To suppose that Wakem had the same sort of inveterate hatred toward Tulliver that Tulliver had toward him would be like supposing that a pike and a roach can look at each other from a similar point of view. The roach necessarily abhors the mode in which the pike gets his living, and the pike is likely to think nothing further even of the most indignant roach than that he is excellent good eating; it could only be when the roach choked him that the pike could entertain a strong personal animosity. If Mr. Tulliver had ever seriously injured or thwarted the attorney, Wakem would not have refused him the distinction of being a special object of his vindictiveness. But Mr. Tulliver called Wakem a rascal at the market dinner-table, the attorneys' clients were not a whit inclined to withdraw their business from him; and if, when Wakem himself happened to be present, some jocose cattle-feeder, stimulated by opportunity and brandy, made a thrust at him by alluding to old ladies' wills, he maintained perfect _sang froid_, and knew quite well that the majority of substantial men then present were perfectly contented with the fact that "Wakem was Wakem"; that is to say, a man always knew the stepping-stones that would carry him through very muddy bits of practice. A man who had made a large fortune, had a handsome house among the trees at Tofton, and decidedly the finest stock of port-wine in the neighborhood of St. Ogg's, was likely to feel himself on a level public opinion. And I am not sure that even honest Mr. Tulliver himself, with his general view of law as a cockpit, might not, under opposite circumstances, have seen a fine appropriateness in the truth that "Wakem was Wakem"; since I have understood from persons versed in history, that mankind is not disposed to look narrowly into the conduct of great victors when their victory is on the right side. Tulliver, then, could be no obstruction to Wakem; on the contrary, he was a poor devil whom the lawyer had defeated several times; a hot-tempered fellow, who would always give you a handle against him. Wakem's conscience was not uneasy because he had used a few tricks against the miller; why should he hate that unsuccessful plaintiff, that pitiable, furious bull entangled in the meshes of a net?

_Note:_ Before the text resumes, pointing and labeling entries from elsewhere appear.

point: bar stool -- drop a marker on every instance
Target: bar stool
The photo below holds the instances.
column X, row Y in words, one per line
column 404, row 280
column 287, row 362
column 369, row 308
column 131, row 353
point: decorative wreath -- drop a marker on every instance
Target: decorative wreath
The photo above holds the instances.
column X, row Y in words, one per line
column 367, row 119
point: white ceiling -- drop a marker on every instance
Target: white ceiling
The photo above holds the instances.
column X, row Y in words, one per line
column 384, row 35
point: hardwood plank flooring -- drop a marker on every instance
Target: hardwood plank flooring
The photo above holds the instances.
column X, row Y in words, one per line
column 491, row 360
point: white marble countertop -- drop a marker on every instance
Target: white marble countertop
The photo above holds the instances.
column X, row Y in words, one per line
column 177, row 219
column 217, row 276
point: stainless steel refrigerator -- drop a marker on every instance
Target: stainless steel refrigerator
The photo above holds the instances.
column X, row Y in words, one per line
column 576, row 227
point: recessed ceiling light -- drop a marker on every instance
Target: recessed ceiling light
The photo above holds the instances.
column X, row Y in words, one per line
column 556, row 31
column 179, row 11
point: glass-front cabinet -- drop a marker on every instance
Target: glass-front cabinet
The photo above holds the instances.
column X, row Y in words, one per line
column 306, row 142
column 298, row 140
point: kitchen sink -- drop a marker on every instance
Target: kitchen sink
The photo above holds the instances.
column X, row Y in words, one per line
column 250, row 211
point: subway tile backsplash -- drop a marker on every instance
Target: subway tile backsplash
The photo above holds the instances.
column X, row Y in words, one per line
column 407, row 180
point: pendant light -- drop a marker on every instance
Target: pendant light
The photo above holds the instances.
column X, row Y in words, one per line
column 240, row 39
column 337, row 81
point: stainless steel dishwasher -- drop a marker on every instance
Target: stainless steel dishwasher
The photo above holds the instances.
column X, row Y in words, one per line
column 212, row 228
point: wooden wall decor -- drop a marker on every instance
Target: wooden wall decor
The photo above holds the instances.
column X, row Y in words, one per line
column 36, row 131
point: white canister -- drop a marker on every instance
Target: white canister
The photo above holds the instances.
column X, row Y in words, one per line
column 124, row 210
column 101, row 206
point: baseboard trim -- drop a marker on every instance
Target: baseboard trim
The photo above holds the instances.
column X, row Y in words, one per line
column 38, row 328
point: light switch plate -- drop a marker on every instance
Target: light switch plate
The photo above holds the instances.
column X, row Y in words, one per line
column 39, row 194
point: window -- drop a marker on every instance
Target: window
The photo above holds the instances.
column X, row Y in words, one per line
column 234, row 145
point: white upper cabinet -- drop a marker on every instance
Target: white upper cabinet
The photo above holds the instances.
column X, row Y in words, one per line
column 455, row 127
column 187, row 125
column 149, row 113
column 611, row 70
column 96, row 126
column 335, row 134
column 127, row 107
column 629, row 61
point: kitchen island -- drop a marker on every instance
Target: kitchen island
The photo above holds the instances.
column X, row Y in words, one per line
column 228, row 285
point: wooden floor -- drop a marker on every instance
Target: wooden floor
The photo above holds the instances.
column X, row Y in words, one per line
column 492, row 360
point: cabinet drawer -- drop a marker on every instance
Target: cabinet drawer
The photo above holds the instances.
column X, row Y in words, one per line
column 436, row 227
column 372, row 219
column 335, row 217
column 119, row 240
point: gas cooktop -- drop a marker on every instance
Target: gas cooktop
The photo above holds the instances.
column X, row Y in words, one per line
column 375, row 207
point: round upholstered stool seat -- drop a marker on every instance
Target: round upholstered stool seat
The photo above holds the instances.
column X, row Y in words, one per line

Still, among the various excesses to which human nature is subject, moralists have never numbered that of being too fond of the people who openly revile us. The successful Yellow candidate for the borough of Old Topping, perhaps, feels no pursuant meditative hatred toward the Blue editor who consoles his subscribers with vituperative rhetoric against Yellow men who sell their country, and are the demons of private life; but he might not be sorry, if law and opportunity favored, to kick that Blue editor to a deeper shade of his favorite color. Prosperous men take a little vengeance now and then, as they take a diversion, when it comes easily in their way, and is no hindrance to business; and such small unimpassioned revenges have an enormous effect in life, running through all degrees of pleasant infliction, blocking the fit men out of places, and blackening characters in unpremeditated talk. Still more, to see people who have been only insignificantly offensive to us reduced in life and humiliated, without any special effort of ours, is apt to have a soothing, flattering influence. Providence or some other prince of this world, it appears, has undertaken the task of retribution for us; and really, by an agreeable constitution of things, our enemies somehow _don't_ prosper.

These were the mental conditions on which Mrs. Tulliver had undertaken to act persuasively, and had failed; a fact which may receive some illustration from the remark of a great philosopher, that fly-fishers fail in preparing their bait so as to make it alluring in the right quarter, for want of a due acquaintance with the subjectivity of fishes.